Parties can decide even quantity of arbitrators

4. The Supreme Court in Narayan Prasad Lohia case (supra) further held that even if parties offer for appointment of only 2 arbitrators, that does not mean that the agreement becomes invalid. Beneath section 11(3) the two arbitrators ought to then appoint a third arbitrator who shall act as the presiding arbitrator. Such an appointment ought to preferably be created at the beginning. Even so, we see no reason, why the two arbitrators cannot appoint a third arbitrator at a later stage, i.e., if and when they differ. This would make certain that on a difference of opinion the arbitration proceedings are not frustrated. But if the two arbitrators agree and give a widespread award there is no aggravation of the proceedings. In such a case their frequent opinion would have prevailed, even if the third arbitrator, presuming there was one, had differed. Thus, we do not see how there would be waste of time, money and expense if a celebration, with open eyes, agrees to go to arbitration of two persons and then participates in the proceedings.

five. Article 141 of Constitution of India : The law declared by the Supreme Court shall be binding on all courts inside the territory of India.

five.1 Binding force of Supreme Court decisions : All Courts in India are bound to stick to the decision of the Supreme Court even even though they are contrary to choices of the House of Lords (I.T. Commr.
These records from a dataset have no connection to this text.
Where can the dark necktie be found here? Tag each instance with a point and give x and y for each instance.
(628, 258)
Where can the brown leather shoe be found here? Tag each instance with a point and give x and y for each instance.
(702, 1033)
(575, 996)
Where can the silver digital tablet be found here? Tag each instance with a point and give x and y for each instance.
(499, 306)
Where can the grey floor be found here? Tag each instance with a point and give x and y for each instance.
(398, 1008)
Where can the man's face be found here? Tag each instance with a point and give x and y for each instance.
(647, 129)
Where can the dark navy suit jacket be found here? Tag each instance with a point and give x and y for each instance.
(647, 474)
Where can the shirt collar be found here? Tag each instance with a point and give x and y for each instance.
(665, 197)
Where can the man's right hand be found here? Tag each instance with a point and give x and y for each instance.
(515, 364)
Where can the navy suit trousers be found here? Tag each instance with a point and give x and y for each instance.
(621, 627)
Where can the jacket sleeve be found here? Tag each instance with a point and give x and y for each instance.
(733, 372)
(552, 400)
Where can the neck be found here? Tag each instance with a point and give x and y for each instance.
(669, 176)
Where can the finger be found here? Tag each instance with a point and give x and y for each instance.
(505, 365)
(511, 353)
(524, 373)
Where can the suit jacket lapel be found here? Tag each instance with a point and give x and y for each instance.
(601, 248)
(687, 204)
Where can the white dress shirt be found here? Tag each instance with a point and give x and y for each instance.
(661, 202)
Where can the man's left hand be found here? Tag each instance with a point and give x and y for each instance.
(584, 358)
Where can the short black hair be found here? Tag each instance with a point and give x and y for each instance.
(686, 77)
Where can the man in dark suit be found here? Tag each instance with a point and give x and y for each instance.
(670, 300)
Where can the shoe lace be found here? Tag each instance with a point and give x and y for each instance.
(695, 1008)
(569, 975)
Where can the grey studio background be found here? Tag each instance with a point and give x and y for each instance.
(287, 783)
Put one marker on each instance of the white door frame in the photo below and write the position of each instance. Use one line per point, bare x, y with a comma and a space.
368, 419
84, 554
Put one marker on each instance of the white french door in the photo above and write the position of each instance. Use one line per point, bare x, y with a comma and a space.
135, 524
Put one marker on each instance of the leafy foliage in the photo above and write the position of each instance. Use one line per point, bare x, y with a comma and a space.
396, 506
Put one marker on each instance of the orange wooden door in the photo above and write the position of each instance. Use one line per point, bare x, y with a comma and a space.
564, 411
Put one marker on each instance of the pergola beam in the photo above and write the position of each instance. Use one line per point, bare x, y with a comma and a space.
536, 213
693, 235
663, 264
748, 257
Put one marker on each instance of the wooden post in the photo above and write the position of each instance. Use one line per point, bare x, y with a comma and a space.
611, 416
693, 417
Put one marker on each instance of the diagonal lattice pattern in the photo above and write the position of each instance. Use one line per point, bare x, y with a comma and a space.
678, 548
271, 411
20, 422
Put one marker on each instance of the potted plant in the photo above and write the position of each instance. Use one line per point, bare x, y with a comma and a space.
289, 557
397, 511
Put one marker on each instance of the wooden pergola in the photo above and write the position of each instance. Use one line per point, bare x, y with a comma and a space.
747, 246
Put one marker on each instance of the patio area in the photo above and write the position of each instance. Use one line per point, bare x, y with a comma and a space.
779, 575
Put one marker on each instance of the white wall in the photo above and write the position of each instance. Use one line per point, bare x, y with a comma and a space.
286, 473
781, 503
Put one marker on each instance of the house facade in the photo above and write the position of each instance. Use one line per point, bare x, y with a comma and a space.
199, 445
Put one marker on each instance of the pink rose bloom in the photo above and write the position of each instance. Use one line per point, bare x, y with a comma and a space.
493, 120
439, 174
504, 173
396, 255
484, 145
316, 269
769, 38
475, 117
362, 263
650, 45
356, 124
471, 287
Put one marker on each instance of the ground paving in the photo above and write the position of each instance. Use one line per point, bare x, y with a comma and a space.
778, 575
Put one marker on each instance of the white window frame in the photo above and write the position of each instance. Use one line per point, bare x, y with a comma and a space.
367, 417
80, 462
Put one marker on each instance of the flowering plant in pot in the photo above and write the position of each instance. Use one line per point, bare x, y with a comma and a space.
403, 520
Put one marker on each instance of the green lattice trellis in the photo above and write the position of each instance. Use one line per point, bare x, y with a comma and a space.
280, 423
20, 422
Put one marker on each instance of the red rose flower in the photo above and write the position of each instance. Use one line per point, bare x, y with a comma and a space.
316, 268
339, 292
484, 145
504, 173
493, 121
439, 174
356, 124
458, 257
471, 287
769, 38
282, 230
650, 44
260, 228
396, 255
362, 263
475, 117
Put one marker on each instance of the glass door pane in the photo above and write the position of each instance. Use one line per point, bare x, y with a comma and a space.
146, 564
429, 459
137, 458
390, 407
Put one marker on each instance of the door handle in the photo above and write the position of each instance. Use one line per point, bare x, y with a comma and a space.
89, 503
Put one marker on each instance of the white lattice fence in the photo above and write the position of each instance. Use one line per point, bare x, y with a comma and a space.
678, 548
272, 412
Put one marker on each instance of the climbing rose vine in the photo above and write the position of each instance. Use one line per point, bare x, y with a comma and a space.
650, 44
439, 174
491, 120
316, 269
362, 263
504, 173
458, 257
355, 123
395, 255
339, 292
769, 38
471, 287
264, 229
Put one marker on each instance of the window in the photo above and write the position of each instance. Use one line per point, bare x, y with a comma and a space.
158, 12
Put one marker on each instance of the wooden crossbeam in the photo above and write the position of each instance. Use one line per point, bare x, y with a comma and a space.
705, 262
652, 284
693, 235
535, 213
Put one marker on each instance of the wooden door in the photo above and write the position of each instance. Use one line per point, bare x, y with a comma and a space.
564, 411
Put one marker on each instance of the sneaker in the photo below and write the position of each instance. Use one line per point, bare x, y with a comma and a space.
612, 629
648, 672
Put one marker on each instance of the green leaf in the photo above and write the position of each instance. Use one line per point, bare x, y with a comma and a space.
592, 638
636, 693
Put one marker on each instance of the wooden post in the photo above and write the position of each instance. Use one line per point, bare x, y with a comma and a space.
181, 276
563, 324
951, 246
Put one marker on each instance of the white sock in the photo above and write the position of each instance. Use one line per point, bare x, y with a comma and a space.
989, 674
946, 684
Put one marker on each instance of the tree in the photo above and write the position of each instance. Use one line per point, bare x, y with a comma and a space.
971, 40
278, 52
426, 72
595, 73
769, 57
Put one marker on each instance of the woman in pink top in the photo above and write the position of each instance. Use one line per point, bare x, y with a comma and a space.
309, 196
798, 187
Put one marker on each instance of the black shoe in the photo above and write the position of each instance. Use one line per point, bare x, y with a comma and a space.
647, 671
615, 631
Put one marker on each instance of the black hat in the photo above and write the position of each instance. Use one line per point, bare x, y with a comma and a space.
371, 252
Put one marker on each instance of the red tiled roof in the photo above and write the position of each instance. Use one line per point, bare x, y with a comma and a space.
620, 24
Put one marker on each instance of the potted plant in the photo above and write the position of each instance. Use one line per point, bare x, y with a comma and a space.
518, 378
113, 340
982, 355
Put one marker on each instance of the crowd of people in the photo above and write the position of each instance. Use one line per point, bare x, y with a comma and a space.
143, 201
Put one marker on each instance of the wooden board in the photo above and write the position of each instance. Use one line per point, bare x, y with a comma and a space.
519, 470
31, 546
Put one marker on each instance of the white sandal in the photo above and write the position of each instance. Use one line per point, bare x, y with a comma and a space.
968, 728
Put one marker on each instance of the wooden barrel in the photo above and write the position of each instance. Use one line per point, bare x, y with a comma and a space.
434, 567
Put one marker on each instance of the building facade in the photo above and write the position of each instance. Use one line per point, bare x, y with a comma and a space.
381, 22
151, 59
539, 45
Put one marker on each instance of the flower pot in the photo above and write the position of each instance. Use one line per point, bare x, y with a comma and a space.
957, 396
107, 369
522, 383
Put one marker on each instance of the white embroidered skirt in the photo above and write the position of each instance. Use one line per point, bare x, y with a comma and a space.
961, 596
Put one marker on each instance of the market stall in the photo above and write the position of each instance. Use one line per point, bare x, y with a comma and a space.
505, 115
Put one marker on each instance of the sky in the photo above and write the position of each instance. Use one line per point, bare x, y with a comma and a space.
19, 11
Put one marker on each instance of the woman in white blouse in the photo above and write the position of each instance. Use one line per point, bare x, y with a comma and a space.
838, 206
V. Shrinibbai, A. 1965 Bom. 586 Punjabi v. Shamrao, A. 1955 Nag. 293) or the Privy Council (Dwarka Das v. Sholapur Spinning Co., A. 1954 S.C. 119)

five.2 ‘Law declared’ : In case of conflict among decisions of the Supreme Court itself, it is the newest pronouncement which will be binding upon the inferior Courts, unless the earlier was of a larger Bench. If the later decision is that of a larger Bench, the earlier choice will be deemed to have been overruled and entirely wiped out. This rule is followed by the Supreme Court itself.

Conclusion :

five.three The law declared by the Supreme Court in Narayan Prasad Lohia case (supra) is binding on the Bombay Higher Court and consequently, it is respectfully submitted that the point of law decided in Haresh Chinnubhai Shah Vs. Rajesh Prabhakar Jhaveri and Anr. (supra) does not seem to be correct. It appears that the judgement of Supreme Court in Narayan Prasad Lohia case (supra) was not taken into the notice of Hon’ble Bombay High Court.